Im November 2012 hatte ich Gelegenheit im Rahmen der Jahrestagung des Geisteswissenschaftlichen Zentrums Geschichte und Kultur Ostmitteleuropas an der Universität Leipzig einen Vortrag zu halten. Tagungsthema war Geschichte im Rundblick – Gestaltungsformen und Funktionen von Panoramabildern im östlichen Europa. (Tagungsbericht hier; noch heuer soll eine Publikation zur Tagung veröffentlicht werden, dazu mehr, wenn es soweit ist.)
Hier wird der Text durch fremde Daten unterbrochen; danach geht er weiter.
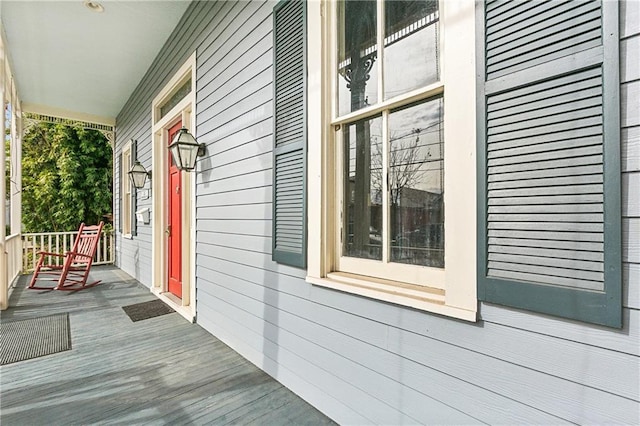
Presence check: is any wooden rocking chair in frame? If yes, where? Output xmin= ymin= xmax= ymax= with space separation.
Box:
xmin=29 ymin=222 xmax=105 ymax=291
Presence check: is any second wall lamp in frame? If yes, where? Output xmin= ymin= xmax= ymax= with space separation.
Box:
xmin=128 ymin=160 xmax=151 ymax=189
xmin=168 ymin=128 xmax=206 ymax=172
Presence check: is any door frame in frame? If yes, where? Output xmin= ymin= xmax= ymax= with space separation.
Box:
xmin=150 ymin=52 xmax=197 ymax=322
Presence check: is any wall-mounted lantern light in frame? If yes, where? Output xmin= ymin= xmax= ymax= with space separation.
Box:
xmin=168 ymin=128 xmax=206 ymax=172
xmin=128 ymin=161 xmax=151 ymax=189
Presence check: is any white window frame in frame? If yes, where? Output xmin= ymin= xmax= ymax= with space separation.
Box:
xmin=121 ymin=140 xmax=133 ymax=238
xmin=306 ymin=0 xmax=477 ymax=321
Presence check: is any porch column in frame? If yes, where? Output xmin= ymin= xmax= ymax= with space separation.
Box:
xmin=0 ymin=39 xmax=7 ymax=310
xmin=10 ymin=90 xmax=21 ymax=235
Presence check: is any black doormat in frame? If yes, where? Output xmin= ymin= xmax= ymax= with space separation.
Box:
xmin=0 ymin=313 xmax=72 ymax=365
xmin=122 ymin=299 xmax=174 ymax=322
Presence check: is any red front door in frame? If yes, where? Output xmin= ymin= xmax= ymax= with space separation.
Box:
xmin=167 ymin=122 xmax=183 ymax=298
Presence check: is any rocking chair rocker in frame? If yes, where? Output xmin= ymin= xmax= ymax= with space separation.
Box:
xmin=29 ymin=222 xmax=105 ymax=291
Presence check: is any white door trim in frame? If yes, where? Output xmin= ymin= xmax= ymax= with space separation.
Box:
xmin=150 ymin=52 xmax=197 ymax=322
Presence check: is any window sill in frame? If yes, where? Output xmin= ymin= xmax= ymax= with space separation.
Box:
xmin=307 ymin=272 xmax=477 ymax=322
xmin=122 ymin=233 xmax=133 ymax=240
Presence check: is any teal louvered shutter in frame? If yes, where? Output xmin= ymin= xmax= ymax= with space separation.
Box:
xmin=477 ymin=0 xmax=621 ymax=327
xmin=272 ymin=0 xmax=307 ymax=268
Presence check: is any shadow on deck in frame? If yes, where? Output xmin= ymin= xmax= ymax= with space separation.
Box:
xmin=0 ymin=266 xmax=335 ymax=425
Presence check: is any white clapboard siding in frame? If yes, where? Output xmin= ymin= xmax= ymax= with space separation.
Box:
xmin=200 ymin=259 xmax=640 ymax=402
xmin=620 ymin=0 xmax=640 ymax=315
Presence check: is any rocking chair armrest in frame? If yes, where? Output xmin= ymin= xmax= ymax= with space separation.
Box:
xmin=37 ymin=251 xmax=66 ymax=258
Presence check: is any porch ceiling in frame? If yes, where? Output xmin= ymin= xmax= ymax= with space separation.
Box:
xmin=1 ymin=0 xmax=191 ymax=124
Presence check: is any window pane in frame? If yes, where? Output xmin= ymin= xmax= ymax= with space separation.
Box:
xmin=160 ymin=78 xmax=191 ymax=120
xmin=384 ymin=0 xmax=440 ymax=100
xmin=389 ymin=96 xmax=443 ymax=267
xmin=343 ymin=115 xmax=383 ymax=261
xmin=337 ymin=0 xmax=378 ymax=116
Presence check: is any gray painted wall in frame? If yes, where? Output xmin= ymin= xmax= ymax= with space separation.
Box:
xmin=621 ymin=0 xmax=640 ymax=318
xmin=114 ymin=0 xmax=640 ymax=423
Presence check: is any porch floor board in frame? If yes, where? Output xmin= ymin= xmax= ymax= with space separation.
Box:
xmin=0 ymin=266 xmax=334 ymax=425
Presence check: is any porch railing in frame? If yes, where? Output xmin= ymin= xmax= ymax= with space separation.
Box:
xmin=6 ymin=233 xmax=22 ymax=284
xmin=22 ymin=229 xmax=115 ymax=273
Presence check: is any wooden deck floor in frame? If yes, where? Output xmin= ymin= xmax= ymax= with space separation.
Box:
xmin=0 ymin=266 xmax=335 ymax=425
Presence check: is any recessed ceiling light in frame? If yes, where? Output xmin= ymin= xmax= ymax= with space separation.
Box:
xmin=84 ymin=0 xmax=104 ymax=13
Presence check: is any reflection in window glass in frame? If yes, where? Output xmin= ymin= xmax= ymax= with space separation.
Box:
xmin=337 ymin=0 xmax=378 ymax=116
xmin=384 ymin=0 xmax=440 ymax=100
xmin=389 ymin=96 xmax=444 ymax=267
xmin=343 ymin=115 xmax=383 ymax=260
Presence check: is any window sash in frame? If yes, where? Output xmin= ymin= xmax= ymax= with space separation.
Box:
xmin=333 ymin=0 xmax=443 ymax=124
xmin=333 ymin=0 xmax=445 ymax=287
xmin=335 ymin=106 xmax=445 ymax=288
xmin=332 ymin=82 xmax=443 ymax=126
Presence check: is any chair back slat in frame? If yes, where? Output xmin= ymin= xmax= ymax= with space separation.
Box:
xmin=71 ymin=223 xmax=104 ymax=260
xmin=77 ymin=237 xmax=93 ymax=256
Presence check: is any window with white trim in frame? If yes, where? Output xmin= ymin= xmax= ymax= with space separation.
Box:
xmin=121 ymin=142 xmax=133 ymax=237
xmin=306 ymin=0 xmax=477 ymax=321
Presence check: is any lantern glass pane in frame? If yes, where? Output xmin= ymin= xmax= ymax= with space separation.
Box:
xmin=180 ymin=131 xmax=198 ymax=145
xmin=180 ymin=145 xmax=197 ymax=170
xmin=169 ymin=144 xmax=181 ymax=168
xmin=129 ymin=163 xmax=148 ymax=188
xmin=131 ymin=172 xmax=146 ymax=188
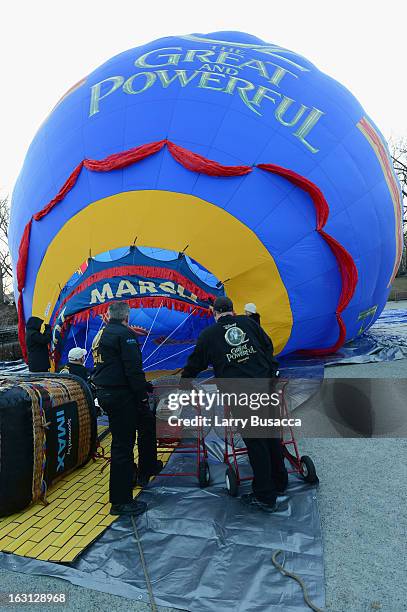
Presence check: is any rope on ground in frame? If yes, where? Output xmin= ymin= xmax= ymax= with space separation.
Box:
xmin=271 ymin=549 xmax=324 ymax=612
xmin=131 ymin=515 xmax=158 ymax=612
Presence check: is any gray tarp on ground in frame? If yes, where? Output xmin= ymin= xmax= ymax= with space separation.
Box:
xmin=278 ymin=307 xmax=407 ymax=373
xmin=0 ymin=447 xmax=324 ymax=611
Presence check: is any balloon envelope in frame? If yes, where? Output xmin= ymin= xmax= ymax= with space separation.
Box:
xmin=9 ymin=31 xmax=403 ymax=369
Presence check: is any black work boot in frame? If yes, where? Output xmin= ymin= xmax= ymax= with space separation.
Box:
xmin=240 ymin=493 xmax=277 ymax=513
xmin=110 ymin=499 xmax=147 ymax=516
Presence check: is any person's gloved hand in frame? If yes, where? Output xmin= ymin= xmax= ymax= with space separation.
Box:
xmin=137 ymin=391 xmax=150 ymax=412
xmin=145 ymin=381 xmax=154 ymax=393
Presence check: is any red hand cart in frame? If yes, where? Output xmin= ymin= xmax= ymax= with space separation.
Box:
xmin=223 ymin=380 xmax=318 ymax=496
xmin=151 ymin=380 xmax=211 ymax=488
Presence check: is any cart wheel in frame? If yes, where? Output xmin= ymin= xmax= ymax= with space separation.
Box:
xmin=225 ymin=465 xmax=238 ymax=497
xmin=300 ymin=455 xmax=318 ymax=484
xmin=198 ymin=461 xmax=211 ymax=488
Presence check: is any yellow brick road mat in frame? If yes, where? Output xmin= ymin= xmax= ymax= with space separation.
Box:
xmin=0 ymin=430 xmax=173 ymax=563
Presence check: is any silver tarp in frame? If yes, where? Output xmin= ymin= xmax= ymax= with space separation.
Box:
xmin=281 ymin=308 xmax=407 ymax=370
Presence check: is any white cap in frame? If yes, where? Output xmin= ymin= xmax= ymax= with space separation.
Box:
xmin=68 ymin=347 xmax=87 ymax=362
xmin=244 ymin=303 xmax=257 ymax=314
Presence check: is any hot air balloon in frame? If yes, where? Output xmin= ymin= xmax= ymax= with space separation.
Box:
xmin=9 ymin=31 xmax=403 ymax=371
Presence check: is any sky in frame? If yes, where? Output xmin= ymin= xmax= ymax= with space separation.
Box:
xmin=1 ymin=0 xmax=406 ymax=198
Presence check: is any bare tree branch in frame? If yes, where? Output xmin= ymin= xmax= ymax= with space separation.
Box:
xmin=390 ymin=138 xmax=407 ymax=276
xmin=0 ymin=196 xmax=12 ymax=301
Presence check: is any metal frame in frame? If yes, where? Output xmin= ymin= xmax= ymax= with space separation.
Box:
xmin=223 ymin=380 xmax=308 ymax=486
xmin=152 ymin=384 xmax=210 ymax=486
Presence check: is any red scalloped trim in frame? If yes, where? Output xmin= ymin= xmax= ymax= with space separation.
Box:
xmin=84 ymin=140 xmax=166 ymax=172
xmin=33 ymin=162 xmax=84 ymax=221
xmin=258 ymin=164 xmax=358 ymax=355
xmin=167 ymin=141 xmax=252 ymax=177
xmin=17 ymin=294 xmax=28 ymax=362
xmin=16 ymin=140 xmax=358 ymax=359
xmin=16 ymin=219 xmax=32 ymax=292
xmin=16 ymin=219 xmax=33 ymax=360
xmin=257 ymin=163 xmax=329 ymax=229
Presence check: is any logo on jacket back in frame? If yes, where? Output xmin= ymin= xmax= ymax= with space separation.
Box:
xmin=224 ymin=326 xmax=247 ymax=346
xmin=224 ymin=324 xmax=256 ymax=363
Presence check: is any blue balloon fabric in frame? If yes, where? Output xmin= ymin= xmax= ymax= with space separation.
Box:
xmin=9 ymin=31 xmax=403 ymax=370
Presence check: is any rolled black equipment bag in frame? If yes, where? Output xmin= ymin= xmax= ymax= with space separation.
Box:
xmin=0 ymin=373 xmax=97 ymax=516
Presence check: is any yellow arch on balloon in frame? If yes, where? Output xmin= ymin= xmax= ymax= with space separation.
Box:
xmin=32 ymin=190 xmax=293 ymax=353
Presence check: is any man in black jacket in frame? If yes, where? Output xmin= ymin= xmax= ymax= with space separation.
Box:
xmin=92 ymin=301 xmax=158 ymax=516
xmin=25 ymin=316 xmax=52 ymax=372
xmin=181 ymin=296 xmax=287 ymax=512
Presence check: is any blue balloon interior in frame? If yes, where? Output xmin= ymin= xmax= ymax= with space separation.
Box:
xmin=54 ymin=246 xmax=223 ymax=370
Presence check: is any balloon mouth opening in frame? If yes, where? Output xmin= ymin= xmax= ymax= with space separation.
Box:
xmin=51 ymin=245 xmax=224 ymax=371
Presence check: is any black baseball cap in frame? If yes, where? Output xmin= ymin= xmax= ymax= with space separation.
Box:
xmin=213 ymin=296 xmax=234 ymax=313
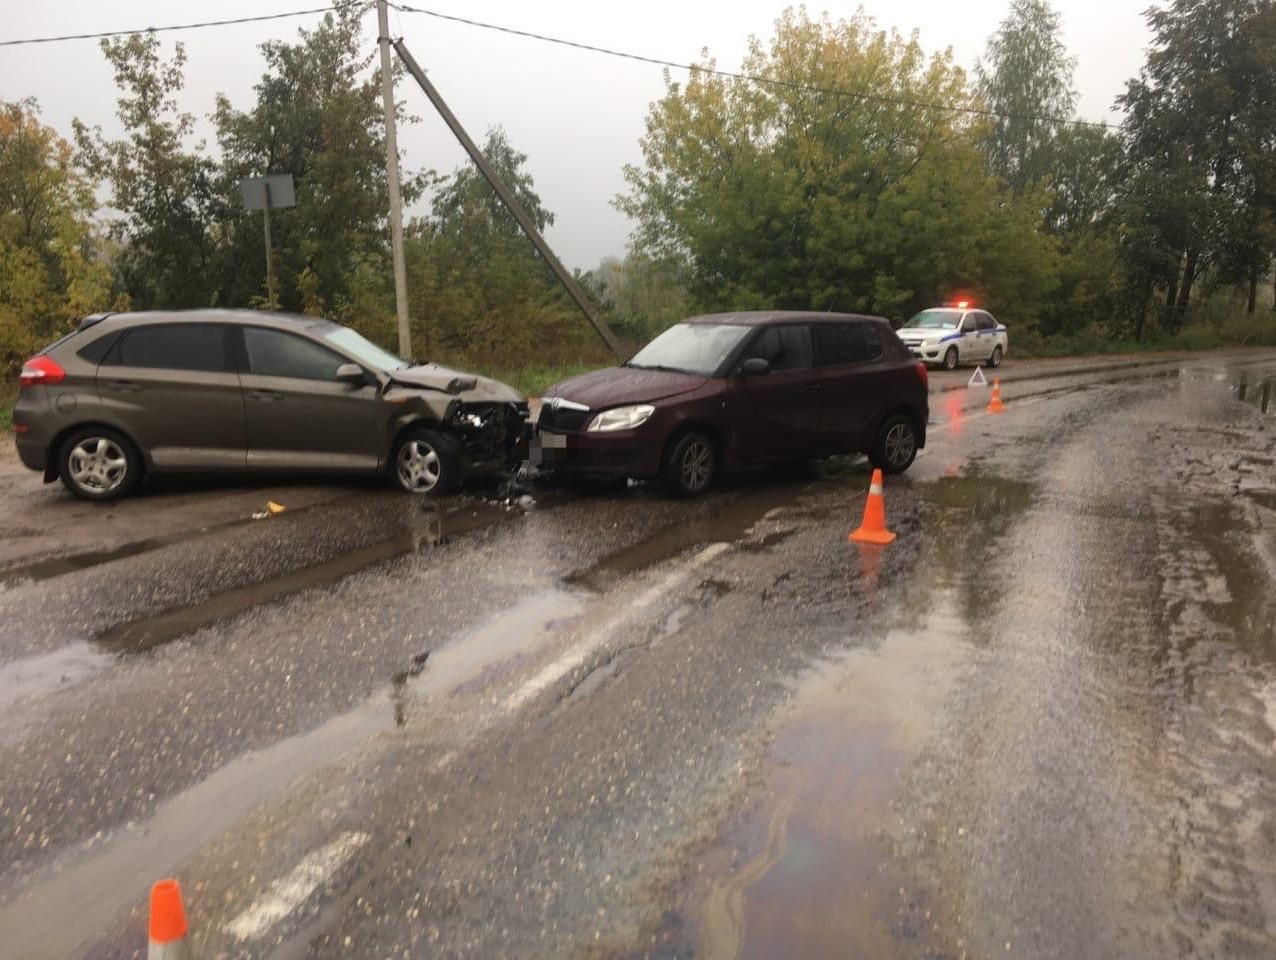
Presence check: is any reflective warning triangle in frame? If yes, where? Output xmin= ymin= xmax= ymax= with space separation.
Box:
xmin=967 ymin=366 xmax=987 ymax=388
Im Rahmen der Tagung besuchten wir auch das 360° Panorama Amazonien im Panometer. Der Architekt und Künstler Yadegar Asisi (übrigens ein gebürtige Wiener) hatte es als Hommage an den Naturforscher Alexander von Humboldt geschaffen. Auf einer sechs Meter hohen Aussichtsplattform stehend, konnten wir eintauchen in die faszinierende Tier- und Pflanzenwelt des brasilianischen Regenwaldes. Asisi hatte ihn mit einem speziellen Verfahren im 1:1 Maßstab auf Stoffbahnen gebannt. Mir persönlich waren die starken Licht- und Schatteneffekte, die durch eine ausgeklügelte Beleuchtungschoreografie erzeugt wurden, zwar zuviel – zumal sie auch noch mit einer kräftigen Geräuschkulisse aus Vogelgezwitscher, Affengeschrei, Gewittergrollen etc. unterlegt waren–, insgesamt aber war ich doch beeindruckt von der Wucht dieses monumentalen Bildes. Der Panoramenspezialist Stephan Oettermann, kündigte damals an, anlässlich des 200-Jahr-Jubiläums der Völkerschlacht bei Leipzig würde ein neues faszinierendes Panorama zu sehen sein.
Vor wenigen Tagen nun wurde das 360° Panorama Leipzig 1813 eröffnet. Es zeigt Leipzig nach dem Ende der Völkerschlacht. Im Mittelpunkt steht also nicht die Schlacht, sondern stehen ihre Auswirkungen auf die Bürger der sächsischen Stadt. Wieder im Maßstab 1:1 wird auf insgesamt 3.500 Quadratmeter das Leipzig des Jahres 1813 gezeigt. Der Betrachter steht auf dem Dach der Thomaskirche: rundum eine Stadt im Chaos. Mit seiner Idee, die Form Panorama, die im 19. Jahrhundert ihre Blüte erlebte, mit Hilfe neuester Technik in einer zeitgemäßen Art zu präsentieren, trifft Asisi offensichtlich einen Nerv. Seine Panometer in Leizig, Dresden und Berlin sind Besuchermagneten. Demnächst soll eines in Frankreich entstehen. Und ich werde wohl in nicht allzu ferner Zukunft eine Reise nach Leipzig ins Auge fassen, um ins Leipzig des Jahres 1813 einzutauchen.